The question is :
Let $R$ be a Dedekind domain and $I,J$ be fractional ideals in $R$. Then $I \cong J$ as $R-$modules if and only if $IJ^{-1}$ is a principal ideal of the quotient field $K(R)$ of $R$ i.e. $[I]=[J]$ in the class group $C(R)$.
The hint given was in one direction : if $\phi : I \to J$ is an isomorphism, then I must show that $\frac{\phi(a)}a$ is constant (doesn't depend on $a$).
In the reverse direction , if $IJ^{-1} = (c)$ for some $c \in K(R)$, then since $I$ is fractional and $R$ is Dedekind, $I = \frac{(a,b)}r$ for some $r$, since every ideal is doubly generated in a Dedekind domain, and similarly for $J$. How does this give me an isomorphism?
In the forward direction, if we assume first that $I,J$ are integral (i.e. ideals of $R$ itself) then pick $a \in I$ and note that ,$\phi : I \to J$ induces $\phi_m : S_m^{-1}I \to S_m^{-1} J$ (the localizations of $I$ and $J$ at every maximal ideal $m$, particularly those $m_i$ which contain $a$). Now, $S_{m_i}^{-1}(a)$ is mapped to some $S_{m_i}^{-1}(b)$ since $S_m^{-1}R$ is a discrete valuation ring. But I am not able to bring in $\frac{\phi(a)}a$ anywhere : how do I bring the quotient in, in the first place?
Assume that $[I]=[J]$. Then we know that $\exists a,b \in R$ s.t. $(a)I = (b)J$. In particular for $x \in I$ there exists unique $y \in J$ s.t. $ax = by$. Now define a map $\phi: I \to J$ by sending $x$ to $y$. As mentioned above this map is a bijection and we only need to prove that $\phi$ is a module homomorphism. Now we have that if $ax_1 = by_1$ and $ax_2 = by_2$ then $a(x_1+x_2) = b(y_1+y_2)$. This means that:
$$\phi(x_1 + x_2) = y_1 + y_2 = \phi(x_1) + \phi(x_2)$$
Also if $r \in R$, then if $ax = by$ we have that $a(rx) = b(ry)$. Thus we have that:
$$\phi(rx) = ry = r\phi(y)$$
This finishes the first direction.
For the other side I have a proof that doesn't make use of the hint. Let $\phi: I \to J$ be an $R$-module isomorphism. Then $\exists r,k \not = 0 \in R$ s.t. $rI \subseteq R$ and $kJ \subset R$, as $I$ and $J$ are fractional ideals. Now it's not hard to see that the restriction of $\phi$ to $rkI$ is an isomorphism between $(rk)I$ and $(rk)J$, which are both integral ideals.

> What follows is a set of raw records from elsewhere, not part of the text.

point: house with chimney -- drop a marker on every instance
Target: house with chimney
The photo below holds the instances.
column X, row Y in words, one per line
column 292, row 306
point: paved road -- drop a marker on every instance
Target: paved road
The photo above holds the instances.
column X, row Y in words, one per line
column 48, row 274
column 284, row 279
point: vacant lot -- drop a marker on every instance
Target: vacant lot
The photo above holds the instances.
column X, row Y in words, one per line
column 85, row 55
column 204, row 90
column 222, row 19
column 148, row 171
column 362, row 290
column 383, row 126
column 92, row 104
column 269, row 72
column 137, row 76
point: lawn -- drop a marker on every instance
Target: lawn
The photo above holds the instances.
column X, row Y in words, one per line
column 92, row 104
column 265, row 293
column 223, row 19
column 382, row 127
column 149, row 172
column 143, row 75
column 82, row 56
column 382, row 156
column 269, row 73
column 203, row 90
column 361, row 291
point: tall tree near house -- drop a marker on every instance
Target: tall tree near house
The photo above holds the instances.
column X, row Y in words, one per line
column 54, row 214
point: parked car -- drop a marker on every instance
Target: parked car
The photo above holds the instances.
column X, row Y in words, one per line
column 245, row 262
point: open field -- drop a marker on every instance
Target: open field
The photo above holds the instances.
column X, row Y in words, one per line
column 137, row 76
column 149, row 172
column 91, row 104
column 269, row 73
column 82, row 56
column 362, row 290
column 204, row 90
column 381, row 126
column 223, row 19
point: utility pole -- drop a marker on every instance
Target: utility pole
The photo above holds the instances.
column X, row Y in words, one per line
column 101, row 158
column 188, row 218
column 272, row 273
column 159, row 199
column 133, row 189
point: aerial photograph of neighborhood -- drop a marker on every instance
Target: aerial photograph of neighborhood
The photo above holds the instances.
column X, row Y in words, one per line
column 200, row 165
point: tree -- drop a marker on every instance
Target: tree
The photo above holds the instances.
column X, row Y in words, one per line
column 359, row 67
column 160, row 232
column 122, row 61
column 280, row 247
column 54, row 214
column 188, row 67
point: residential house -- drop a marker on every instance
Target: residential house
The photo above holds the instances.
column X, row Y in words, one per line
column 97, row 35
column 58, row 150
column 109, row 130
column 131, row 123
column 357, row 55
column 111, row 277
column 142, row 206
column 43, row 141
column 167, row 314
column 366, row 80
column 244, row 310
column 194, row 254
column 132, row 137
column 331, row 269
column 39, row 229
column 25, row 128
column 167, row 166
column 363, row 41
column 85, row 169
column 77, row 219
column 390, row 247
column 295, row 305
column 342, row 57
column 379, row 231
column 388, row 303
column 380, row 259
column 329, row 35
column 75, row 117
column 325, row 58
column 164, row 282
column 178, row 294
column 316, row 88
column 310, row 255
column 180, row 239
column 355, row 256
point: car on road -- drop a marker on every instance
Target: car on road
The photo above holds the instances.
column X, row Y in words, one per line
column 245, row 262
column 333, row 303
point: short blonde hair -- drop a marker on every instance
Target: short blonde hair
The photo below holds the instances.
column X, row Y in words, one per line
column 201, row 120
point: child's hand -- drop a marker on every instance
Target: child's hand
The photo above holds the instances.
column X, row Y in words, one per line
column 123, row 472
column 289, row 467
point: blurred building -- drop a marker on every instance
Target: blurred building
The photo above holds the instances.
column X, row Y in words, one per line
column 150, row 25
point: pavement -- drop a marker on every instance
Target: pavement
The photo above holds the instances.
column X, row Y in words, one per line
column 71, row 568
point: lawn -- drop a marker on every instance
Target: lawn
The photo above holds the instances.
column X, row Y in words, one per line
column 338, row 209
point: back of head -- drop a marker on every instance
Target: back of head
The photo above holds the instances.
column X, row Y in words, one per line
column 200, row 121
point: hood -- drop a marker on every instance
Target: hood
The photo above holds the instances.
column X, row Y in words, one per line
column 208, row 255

Indeed $\phi(rkx) = rk\phi(x) = rky$ and the bijectivity isn't hard to proof. Now we'll prove that for a fixed $x \in (rK)I$ we have $\phi(x)(rk)I = x(rk)J$. This follows as:
$$\phi(x)(rk)a = \phi(xrka) = x\phi(ra) = xrk\phi(a) \in xrkJ \implies \phi(x)rkI \subset xrkJ$$ $$xrkb = xrk\phi(a) = \phi(xrka) = \phi(x)rka \in \phi(x)rkI \implies xrkJ \subset \phi(x)rkI$$
Note that in the first line we used the fact that $rka \in R$ to put it inside the isomorphism. While in the second line we used the surjectivity of $\phi$ to get that for every $b \in j$ there is $a \in I$ s.t. $\phi(a) = b$.
So as $x \in (rk)I \subset R$ and $\phi(x) \in (rk)J \subset R$ we get that $(rk)I \sim (rk)J$. Thus we have that $[(rk)I]=[(rk)J] \implies [(rk)][I] = [(rk)][J] \implies [I]=[J]$. Hence the proof.